Now they beckon no more. This isn’t particularly newsworthy.
Forests are nothing if not about growth and change and death.
And whether we let them go wild, manage them, or do something in between, forests also have business of their own, subject to events near and far and beyond our control. No better
examples of that than forest birds.
Except for the black-capped chickadees, hairy woodpeckers,
and other year-rounders, most of the birds at Bear Swamp fly in
from the tropics each spring, exploit our flush of insects, fruits,
and seeds to feed their young, maybe stick around to be counted
in a population study, and then leave us without regret. We only
get them for a few months of the year. But we get them long
enough to recognize – either by our own intrinsic sense of the
woods or by the data we gather – that some of our forests aren’t
as raucous or musical anymore.
The Vermont Center for Ecostudies, which runs the bird
study, has discovered a 14. 2 percent overall population decline
in forest birds here in Vermont over the course of 25 years [See
Discoveries, page 70]. It raises concerns about birds and forests
alike. Vermont forests support more than 125 bird species.
By now the threats to birds are well known: shopping malls,
invasive species, suburbs, pesticides, mountaintop removal, and
house cats, to name but a few. But here’s one that doesn’t get as
much press: ignorance. We cannot protect what we do not know.
Whether it’s birds or butterflies, oaks or orchids, conservation
begins with recognition. And by this I mean not merely knowing
how to tell a mountain maple from a striped maple, or a least
flycatcher from a yellow-bellied flycatcher, but rather knowing
how the woods come together, how they awake each morning,
how they breathe, how they grow and change with the light and
the seasons – and how the rest of us fit into the drama.
Extinctions and near extinctions garner headlines. But also
troubling is what conservationist and writer Robert Michael
Pyle calls the “extinction of experience” – our gradual forgetting
of the familiar, of what grows, swims, hops, walks, or flies here
in our backyards and wildlands.
Northern Woodlands brings you experience and a sense of
our place in the woods like no other magazine. And for more
than eight years I’ve done my bit part to bring you forest birds.
Beyond mere field marks or vocalizations, I’ve tried to offer you
experience among birds. Now it is time for me to move on to
other indoor and outdoor adventures, not the least of which will
be to continue to teach writing and experience (among birds and
insects) to graduate students in the University of Vermont’s Field
Naturalist and Ecological Planning programs. Those students
give me hope for a future with nature.
After all, when we no longer have the legs or balance to bushwhack into the forest (which I hope for me isn’t anytime soon),
let’s make sure we have in waiting the next generation of field
ecologists to journey into Bear Swamp and beyond – maybe
even to document the return of yellow-bellied flycatchers.

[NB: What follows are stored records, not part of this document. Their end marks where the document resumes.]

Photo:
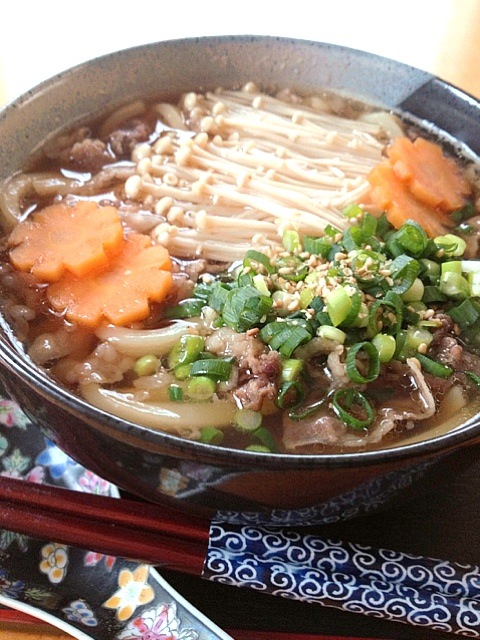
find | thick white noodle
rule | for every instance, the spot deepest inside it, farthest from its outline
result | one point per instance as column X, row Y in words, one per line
column 138, row 342
column 183, row 419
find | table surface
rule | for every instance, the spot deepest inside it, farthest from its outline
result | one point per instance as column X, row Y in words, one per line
column 439, row 517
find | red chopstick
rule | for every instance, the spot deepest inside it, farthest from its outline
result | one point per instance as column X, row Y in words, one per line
column 18, row 617
column 106, row 538
column 125, row 528
column 125, row 512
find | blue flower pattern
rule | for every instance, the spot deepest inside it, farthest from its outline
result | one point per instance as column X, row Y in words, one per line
column 79, row 611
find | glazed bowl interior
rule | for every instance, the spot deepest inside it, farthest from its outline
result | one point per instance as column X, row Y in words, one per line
column 167, row 69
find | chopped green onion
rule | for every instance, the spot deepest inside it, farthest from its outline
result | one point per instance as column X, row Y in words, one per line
column 200, row 388
column 253, row 258
column 245, row 308
column 306, row 297
column 464, row 213
column 409, row 341
column 353, row 408
column 466, row 313
column 433, row 367
column 300, row 412
column 353, row 317
column 386, row 314
column 146, row 365
column 473, row 279
column 292, row 268
column 430, row 270
column 175, row 393
column 182, row 371
column 266, row 438
column 317, row 246
column 454, row 285
column 373, row 363
column 216, row 368
column 247, row 420
column 188, row 308
column 415, row 293
column 339, row 304
column 186, row 350
column 404, row 271
column 412, row 238
column 432, row 293
column 260, row 283
column 291, row 393
column 385, row 345
column 451, row 245
column 288, row 340
column 211, row 435
column 291, row 241
column 352, row 211
column 291, row 369
column 473, row 377
column 332, row 333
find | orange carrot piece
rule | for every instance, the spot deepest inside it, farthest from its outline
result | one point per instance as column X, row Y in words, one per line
column 433, row 178
column 121, row 294
column 61, row 238
column 391, row 194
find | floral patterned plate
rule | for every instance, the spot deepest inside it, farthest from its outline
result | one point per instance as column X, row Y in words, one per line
column 88, row 595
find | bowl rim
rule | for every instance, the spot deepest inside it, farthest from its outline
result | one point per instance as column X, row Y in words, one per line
column 13, row 359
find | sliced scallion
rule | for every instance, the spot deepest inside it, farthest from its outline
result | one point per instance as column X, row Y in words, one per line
column 433, row 367
column 211, row 435
column 146, row 365
column 216, row 368
column 200, row 388
column 254, row 258
column 291, row 393
column 339, row 304
column 247, row 420
column 175, row 393
column 404, row 271
column 385, row 345
column 353, row 408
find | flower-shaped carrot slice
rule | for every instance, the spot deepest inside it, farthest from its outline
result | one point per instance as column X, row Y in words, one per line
column 61, row 238
column 391, row 194
column 121, row 294
column 432, row 178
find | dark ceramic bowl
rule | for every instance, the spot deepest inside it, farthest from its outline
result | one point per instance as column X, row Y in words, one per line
column 204, row 479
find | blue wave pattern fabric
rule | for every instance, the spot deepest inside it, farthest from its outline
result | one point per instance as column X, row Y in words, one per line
column 437, row 594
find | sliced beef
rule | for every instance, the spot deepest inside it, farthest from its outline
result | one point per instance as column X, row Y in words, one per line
column 123, row 140
column 259, row 367
column 89, row 155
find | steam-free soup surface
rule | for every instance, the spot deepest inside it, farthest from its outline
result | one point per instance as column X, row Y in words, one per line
column 276, row 273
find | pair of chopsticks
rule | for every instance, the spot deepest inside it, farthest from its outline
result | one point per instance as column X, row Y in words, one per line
column 125, row 528
column 285, row 562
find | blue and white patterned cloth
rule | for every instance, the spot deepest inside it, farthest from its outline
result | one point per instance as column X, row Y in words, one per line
column 440, row 595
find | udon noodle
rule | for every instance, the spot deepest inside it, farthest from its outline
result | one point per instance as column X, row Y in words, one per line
column 291, row 284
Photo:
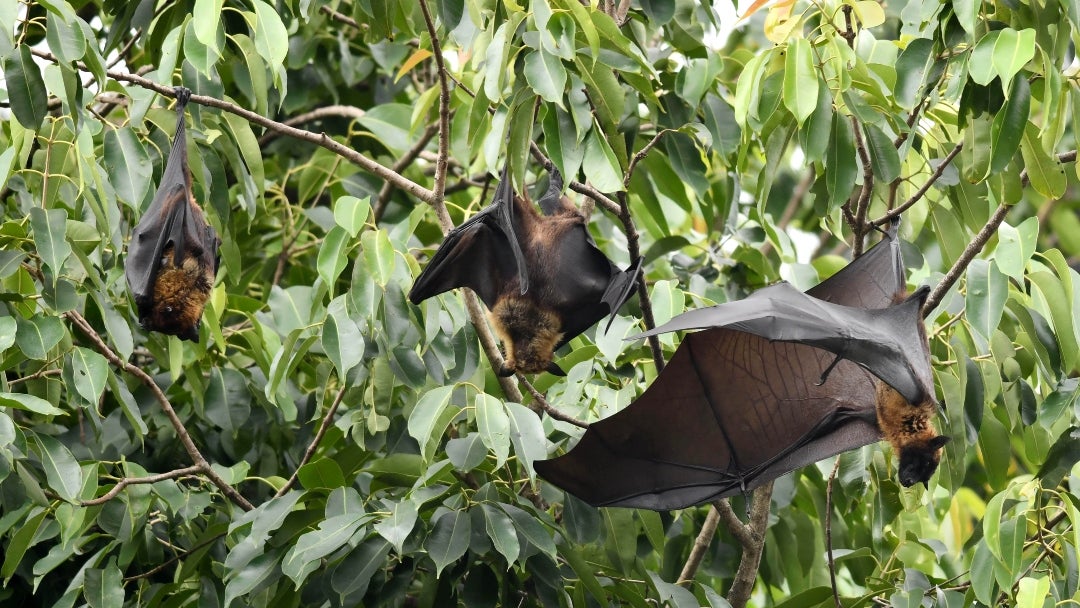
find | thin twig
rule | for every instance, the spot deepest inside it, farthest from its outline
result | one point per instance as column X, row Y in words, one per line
column 828, row 531
column 173, row 559
column 887, row 218
column 383, row 199
column 444, row 103
column 640, row 156
column 746, row 573
column 338, row 111
column 327, row 419
column 542, row 403
column 733, row 524
column 701, row 543
column 181, row 431
column 193, row 470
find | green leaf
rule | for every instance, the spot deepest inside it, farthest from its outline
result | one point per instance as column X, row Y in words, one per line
column 800, row 80
column 333, row 534
column 981, row 65
column 333, row 256
column 36, row 336
column 396, row 527
column 500, row 529
column 23, row 539
column 379, row 256
column 62, row 470
column 599, row 163
column 91, row 373
column 840, row 162
column 448, row 540
column 885, row 160
column 1015, row 246
column 987, row 292
column 351, row 213
column 49, row 229
column 545, row 75
column 341, row 337
column 104, row 586
column 65, row 41
column 1061, row 459
column 526, row 435
column 1009, row 125
column 26, row 89
column 1045, row 173
column 1012, row 51
column 530, row 529
column 321, row 473
column 271, row 38
column 353, row 575
column 29, row 403
column 430, row 417
column 494, row 426
column 659, row 11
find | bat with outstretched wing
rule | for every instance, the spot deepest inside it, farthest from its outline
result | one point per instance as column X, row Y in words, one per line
column 172, row 258
column 542, row 277
column 779, row 380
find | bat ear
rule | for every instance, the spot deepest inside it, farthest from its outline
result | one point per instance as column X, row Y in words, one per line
column 552, row 368
column 191, row 334
column 939, row 442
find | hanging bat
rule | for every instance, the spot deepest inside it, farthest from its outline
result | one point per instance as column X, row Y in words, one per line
column 542, row 277
column 172, row 258
column 780, row 380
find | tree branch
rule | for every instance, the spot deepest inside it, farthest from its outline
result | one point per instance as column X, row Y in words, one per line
column 136, row 481
column 316, row 138
column 444, row 104
column 828, row 531
column 542, row 403
column 746, row 575
column 181, row 432
column 700, row 544
column 887, row 218
column 315, row 441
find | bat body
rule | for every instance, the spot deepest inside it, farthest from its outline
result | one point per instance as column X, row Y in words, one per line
column 541, row 275
column 172, row 258
column 779, row 380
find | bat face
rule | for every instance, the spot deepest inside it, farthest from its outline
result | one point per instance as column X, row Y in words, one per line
column 541, row 277
column 777, row 381
column 172, row 258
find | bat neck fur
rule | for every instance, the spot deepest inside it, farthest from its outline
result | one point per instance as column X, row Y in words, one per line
column 528, row 333
column 909, row 430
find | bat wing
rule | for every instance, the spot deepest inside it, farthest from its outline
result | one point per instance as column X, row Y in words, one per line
column 172, row 219
column 474, row 254
column 730, row 411
column 890, row 342
column 874, row 280
column 588, row 286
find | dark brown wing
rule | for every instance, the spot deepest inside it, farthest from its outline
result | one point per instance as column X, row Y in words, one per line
column 172, row 223
column 483, row 254
column 730, row 411
column 585, row 286
column 733, row 409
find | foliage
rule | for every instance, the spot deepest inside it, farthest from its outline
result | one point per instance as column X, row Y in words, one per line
column 739, row 157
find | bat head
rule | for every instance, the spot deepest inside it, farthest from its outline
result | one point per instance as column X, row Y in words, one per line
column 918, row 460
column 529, row 334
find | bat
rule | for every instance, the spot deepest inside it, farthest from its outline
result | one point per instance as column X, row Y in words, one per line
column 172, row 257
column 779, row 380
column 541, row 275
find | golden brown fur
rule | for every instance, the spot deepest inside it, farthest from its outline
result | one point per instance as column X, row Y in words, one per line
column 179, row 296
column 528, row 334
column 910, row 432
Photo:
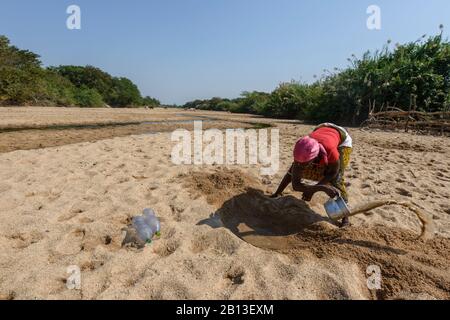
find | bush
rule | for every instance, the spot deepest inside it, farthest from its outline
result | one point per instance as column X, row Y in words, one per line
column 86, row 97
column 24, row 81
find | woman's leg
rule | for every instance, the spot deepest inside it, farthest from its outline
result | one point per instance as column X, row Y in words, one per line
column 339, row 182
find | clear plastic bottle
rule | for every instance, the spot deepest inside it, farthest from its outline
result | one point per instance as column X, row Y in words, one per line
column 147, row 226
column 152, row 221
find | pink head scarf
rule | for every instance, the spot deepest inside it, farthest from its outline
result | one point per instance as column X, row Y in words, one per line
column 307, row 149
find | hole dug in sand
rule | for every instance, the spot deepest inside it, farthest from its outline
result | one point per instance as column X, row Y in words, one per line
column 268, row 223
column 409, row 265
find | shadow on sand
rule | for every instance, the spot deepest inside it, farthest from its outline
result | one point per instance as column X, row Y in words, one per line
column 264, row 222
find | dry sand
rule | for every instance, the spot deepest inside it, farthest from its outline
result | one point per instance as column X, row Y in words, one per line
column 68, row 205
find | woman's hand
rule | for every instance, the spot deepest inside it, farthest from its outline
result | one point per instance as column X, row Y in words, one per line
column 275, row 195
column 331, row 191
column 307, row 196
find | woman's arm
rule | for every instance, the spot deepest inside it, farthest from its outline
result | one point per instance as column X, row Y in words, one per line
column 331, row 173
column 284, row 183
column 308, row 190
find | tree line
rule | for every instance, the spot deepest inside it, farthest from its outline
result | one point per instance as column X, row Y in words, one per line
column 23, row 81
column 396, row 75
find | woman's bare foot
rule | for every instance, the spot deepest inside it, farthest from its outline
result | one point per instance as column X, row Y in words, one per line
column 345, row 222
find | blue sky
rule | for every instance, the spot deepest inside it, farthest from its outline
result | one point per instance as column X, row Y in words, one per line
column 180, row 50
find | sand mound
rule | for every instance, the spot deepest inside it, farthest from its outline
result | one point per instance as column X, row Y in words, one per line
column 409, row 265
column 218, row 186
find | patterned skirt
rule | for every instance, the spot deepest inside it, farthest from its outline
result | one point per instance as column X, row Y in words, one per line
column 316, row 172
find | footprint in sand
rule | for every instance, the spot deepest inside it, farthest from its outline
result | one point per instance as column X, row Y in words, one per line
column 4, row 187
column 404, row 192
column 165, row 248
column 71, row 243
column 236, row 275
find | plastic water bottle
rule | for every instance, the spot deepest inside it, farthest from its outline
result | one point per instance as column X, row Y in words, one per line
column 151, row 219
column 147, row 226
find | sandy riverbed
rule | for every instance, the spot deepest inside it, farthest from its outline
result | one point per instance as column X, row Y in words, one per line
column 67, row 205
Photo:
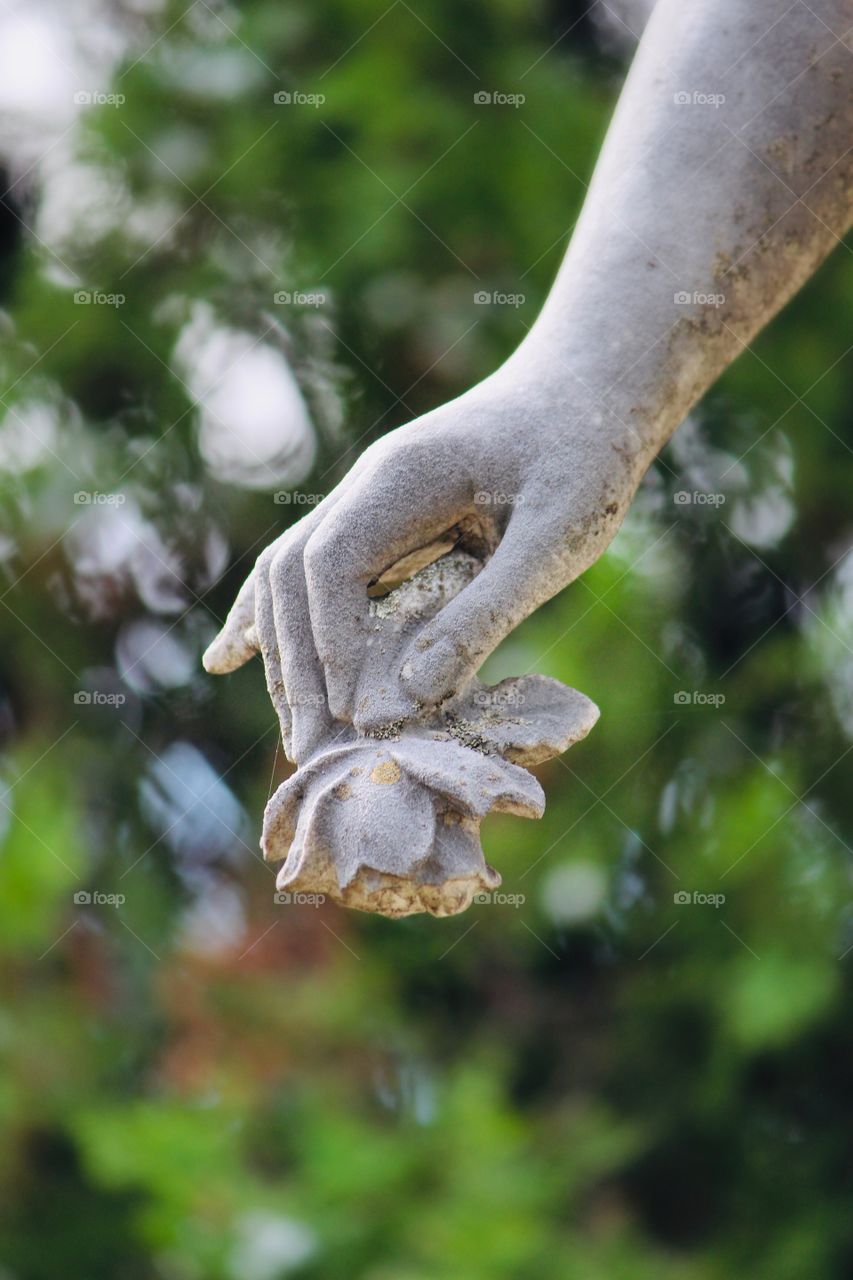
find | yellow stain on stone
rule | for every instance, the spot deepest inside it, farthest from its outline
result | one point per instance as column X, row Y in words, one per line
column 388, row 771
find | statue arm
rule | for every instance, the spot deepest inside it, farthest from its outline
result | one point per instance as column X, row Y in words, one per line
column 724, row 181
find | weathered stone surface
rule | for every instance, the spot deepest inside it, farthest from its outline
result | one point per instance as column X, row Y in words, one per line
column 391, row 822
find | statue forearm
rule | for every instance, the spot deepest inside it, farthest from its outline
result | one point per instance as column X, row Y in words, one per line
column 724, row 181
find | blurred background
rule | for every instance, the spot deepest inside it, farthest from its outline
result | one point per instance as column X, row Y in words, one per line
column 237, row 243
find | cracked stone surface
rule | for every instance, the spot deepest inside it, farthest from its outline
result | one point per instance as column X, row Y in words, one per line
column 391, row 822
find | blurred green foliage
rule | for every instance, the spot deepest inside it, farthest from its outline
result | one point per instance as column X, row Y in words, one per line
column 602, row 1083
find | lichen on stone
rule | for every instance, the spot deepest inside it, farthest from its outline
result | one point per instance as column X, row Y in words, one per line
column 389, row 822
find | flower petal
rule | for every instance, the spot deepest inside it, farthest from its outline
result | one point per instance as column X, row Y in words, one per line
column 473, row 782
column 525, row 720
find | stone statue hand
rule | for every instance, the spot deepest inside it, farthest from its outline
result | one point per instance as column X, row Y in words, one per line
column 534, row 490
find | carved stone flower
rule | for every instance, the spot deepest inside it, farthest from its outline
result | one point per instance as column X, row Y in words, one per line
column 393, row 826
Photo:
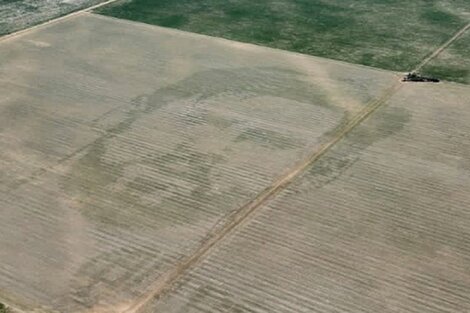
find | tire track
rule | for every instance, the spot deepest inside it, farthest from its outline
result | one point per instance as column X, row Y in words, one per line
column 53, row 21
column 442, row 48
column 243, row 215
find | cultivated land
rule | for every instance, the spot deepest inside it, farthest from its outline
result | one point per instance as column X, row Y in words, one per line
column 20, row 14
column 454, row 62
column 125, row 147
column 389, row 34
column 379, row 224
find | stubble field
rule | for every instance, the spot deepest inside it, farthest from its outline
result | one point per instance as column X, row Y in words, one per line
column 145, row 169
column 394, row 35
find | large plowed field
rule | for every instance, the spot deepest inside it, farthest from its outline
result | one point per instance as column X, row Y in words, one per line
column 145, row 170
column 379, row 224
column 124, row 147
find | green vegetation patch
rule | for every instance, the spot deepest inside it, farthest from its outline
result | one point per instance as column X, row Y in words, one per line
column 4, row 308
column 453, row 63
column 389, row 34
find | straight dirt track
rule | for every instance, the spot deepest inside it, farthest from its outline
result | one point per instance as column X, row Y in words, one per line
column 124, row 138
column 121, row 179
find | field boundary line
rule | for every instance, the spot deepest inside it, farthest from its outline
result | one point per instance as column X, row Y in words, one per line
column 439, row 50
column 242, row 215
column 53, row 21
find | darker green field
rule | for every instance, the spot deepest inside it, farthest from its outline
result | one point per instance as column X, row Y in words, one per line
column 389, row 34
column 453, row 63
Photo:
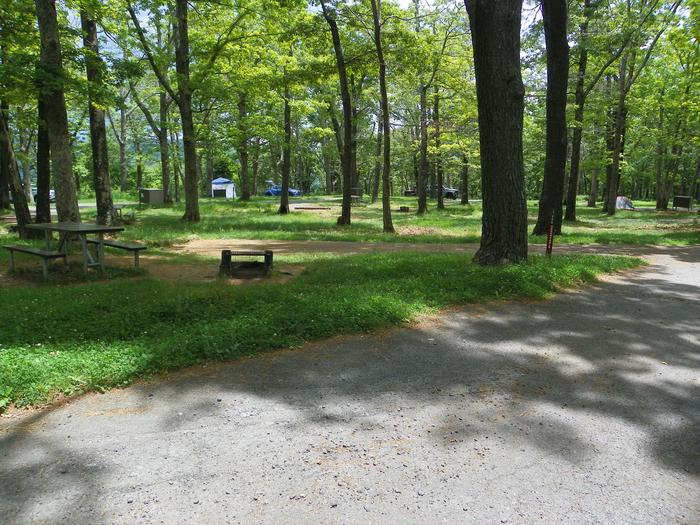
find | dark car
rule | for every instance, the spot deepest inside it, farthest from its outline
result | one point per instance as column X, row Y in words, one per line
column 276, row 190
column 52, row 195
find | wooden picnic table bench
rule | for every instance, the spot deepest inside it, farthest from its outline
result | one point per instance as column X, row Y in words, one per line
column 128, row 246
column 46, row 256
column 230, row 268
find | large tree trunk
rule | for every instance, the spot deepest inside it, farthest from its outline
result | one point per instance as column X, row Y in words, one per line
column 243, row 147
column 286, row 154
column 661, row 186
column 139, row 163
column 123, row 171
column 346, row 157
column 98, row 130
column 184, row 102
column 555, row 16
column 464, row 180
column 377, row 160
column 19, row 200
column 438, row 157
column 51, row 70
column 163, row 147
column 594, row 189
column 4, row 171
column 618, row 132
column 580, row 99
column 422, row 181
column 355, row 97
column 43, row 164
column 388, row 225
column 256, row 164
column 495, row 28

Postscript: For their vision and wisdom, for their editing skills and
patience, I’m grateful to Northern Woodlands founders Virginia
Barlow and Steve Long, and to current editor Dave Mance III.
May you all spend as little time as possible indoors.
Bryan Pfeiffer is an author, wildlife photographer, guide, and consulting naturalist who
specializes in birds and insects. He lives in Montpelier, Vermont.